Sepanjang sejarahnya, para Muhaddisin telah
banyak melakukan pendekatan-pendekatan untuk menjaga otentisitas hadits serta
memahami substansi hadits Nabi Muhammad Shallallahu 'Alaihi Wasallam. Usaha ini dilakukan oleh ulama hadits dengan
mempersembahkan berbagai model pendekatan kajian hadits dan dikarangnya kitab ‘ulum
al-hadits dan juga syarh al-hadits.[9]
Usaha yang dilakukan oleh para muhaddisin
pada intinya adalah sebuah upaya untuk meneliti bangunan hadits yang
terkenal dengan sebutan sanad dan matan itu apakah shohih, hasan atau dho’if. Karena dengan demikian kita dapat mengetahui
apakh suatu dhadist itu bias dijadikan sandaran argumentative dalam beragama
ataukah sebaliknya.
Sebagimana disebutkan oleh
Nasaruddin Umar bahwa secara umum,
mekanisme dalam memahami hadits ada tiga tahapan. Pertama, memperhatikan
kualitas sanad, dimana sanad merupakan hal yang terpenting dalam mengkaji
hadist karena pengkajian matan terhadap hadits yang dhoif terlalu parah atau
bahkan maudhu’ adalah merupakan hal yang tidak berarti apa-apa. Kedua, mencermati
susunan redaksi matan, dalam hal ini, terkadang sering terjadi perbedaan antar
matan yang satu dengan matan yang lainya. Hal ini merupakan sebuah konsekuensi
dari adanya riwayah bil ma’na sehingga perlu dilakukan komparasi dengan
berbagai hadits yang mempunya redaksi yang serupa. Ketiga, meneliti dan
memahami substansi matan. Dalam hal ini, terjadi banyak perbedaan dalam menentukan
acuan. Namun diantar perbedaan tersebut bias disimpulkan antar lain sebagi
berikut: akal sehat, fakta historis, pokok-pokok ajaran islam, ijma’ (konsensus
ulama), serta perilaku sahabat.[10]
Pada ahirnya, untuk memahmi hadits
di era modern ini perlu dikembangkan kearah kontekstual. Artinya, pedekatan
yang dilakukan bukanlah pada tingkat lahiriyah saja, melainkan dengan upaya
untuk mengaitkan dalam aspek kontekstualnya.
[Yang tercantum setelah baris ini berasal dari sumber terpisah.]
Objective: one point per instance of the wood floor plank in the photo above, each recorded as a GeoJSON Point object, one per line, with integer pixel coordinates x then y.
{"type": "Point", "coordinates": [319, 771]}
Adapun hal yang harus diperhatikanya antara lain: 1. asbabul wurud, 2. ‘illat yang
menjadi peahaman dari nabi dengan mempertimbangkan dimensi manfaat dan
maslahat, 3. melihat pula kaitanya nabi
sebagai rasul, kepala keluarga, panglima
perang dan sebagainya.[11]
Setelah berbagai penjelasan diatas,
pada kesempatan ini, penulis akan mencoba menjelaskan dari kerangka berfikir
kreatif atas makna-makna yang dimungkinkan akan berimplikasi pada nilai-nilai
kemasyarakatan guna membuktikan bahwa umat islam adalah Rahmah sekaligus
pengayom bagi umat manusia tanpa terkecuali. Adapun tema-tema yang akan kami
bahas dan yang menurut kami sangat
potensial meskipun dilain sisi masih banyak tema lain yang lebih penting dari
yang akan kami bahas.
Adapun tema-tema tersebut adalah:
1.
Jihad
Secara
etimologi kata jihad berasal dari kata al-juhd yaitu upaya, kesungguhan
dan kesulitan. Dengan demikian jihad berarti berjuang keras dan secara tepat
melukiskan usaha maksimal yang dilakukan seseorang untuk melawan sesuatu yang
keliru. Sedangkan menurut terminology, jihad adalah mengerahkan segala
kemampuan untuk menangkis serangan dari musuh yang tidak tampak yaitu hawa
nafsu dan musuh yang tampak yaitu orang kafir.[12]
Berkaitan
dengan hal ini, nabi Muhammad SAW. Bersabda:
حَدَّثَنَا
عَبْدُ الْعَزِيزِ بْنُ عَبْدِ اللهِ ، حَدَّثَنَا إِبْرَاهِيمُ بْنُ سَعْدٍ ،
عَنِ الزُّهْرِيِّ ، عَنْ سَعِيدِ بْنِ الْمُسَيَّبِ ، عَنْ أَبِي هُرَيْرَةَ ،
رَضِيَ اللَّهُ عَنْهُ ، قَالَ
سُئِلَ
النَّبِيُّ صلى الله عليه وسلم أَيُّ الأَعْمَالِ أَفْضَلُ قَالَ إِيمَانٌ
بِاللَّهِ وَرَسُولِهِ قِيلَ ثُمَّ مَاذَا ؟ قَالَ : جِهَادٌ فِي سَبِيلِ اللهِ قِيلَ ثُمَّ مَاذَا ؟ قَالَ
: حَجٌّ
مَبْرُورٌ.[13]
Artinya:...
Nabi Muhammad SAW ditanya: “Amal apakah yang paling utama?” nabi menjawab: iman
kepada Allah dan rasulnya. Kemudian apa? Nabi pun menjawab: jihad fi
sabiilillah,...
عَنْ أَنَسِ بْنِ مَالِكٍ قَالَ :
قَالَ رَسُولُ اللهِ صلى الله عليه وسلم : أُمِرْتُ أَنْ أُقَاتِلَ النَّاسَ
حَتَّى يَقُولُوا لاَ إِلَهَ إِلاَّ اللَّهُ فَإِذَا
قَالُوهَا وَصَلَّوْا صَلاَتَنَا وَاسْتَقْبَلُوا قِبْلَتَنَا وَذَبَحُوا
ذَبِيحَتَنَا فَقَدْ حَرُمَتْ عَلَيْنَا دِمَاؤُهُمْ وَأَمْوَالُهُمْ إِلاَّ
بِحَقِّهَا وَحِسَابُهُمْ عَلَى اللهِ قَالَ.
Artinya: ... Aku
diperintah untuk memerangi manusia sehingga mereka mengucapkan “tidak
ada tuhan selain Allah”...
Istilah
jihad merupakan salah satu hal yang sudah tidak asing lagi dikalangan umat
islam. Lebih-lebih setelah maraknya berbagai aksi teror bom yag melibatkan dan
bahkan dimotori oleh umat islam. Dengan dalil bahwa jihad adalah perintah agama,
maka melakukan teror ataupun pengeboman adalah hal yang dianggap sebagai jihad.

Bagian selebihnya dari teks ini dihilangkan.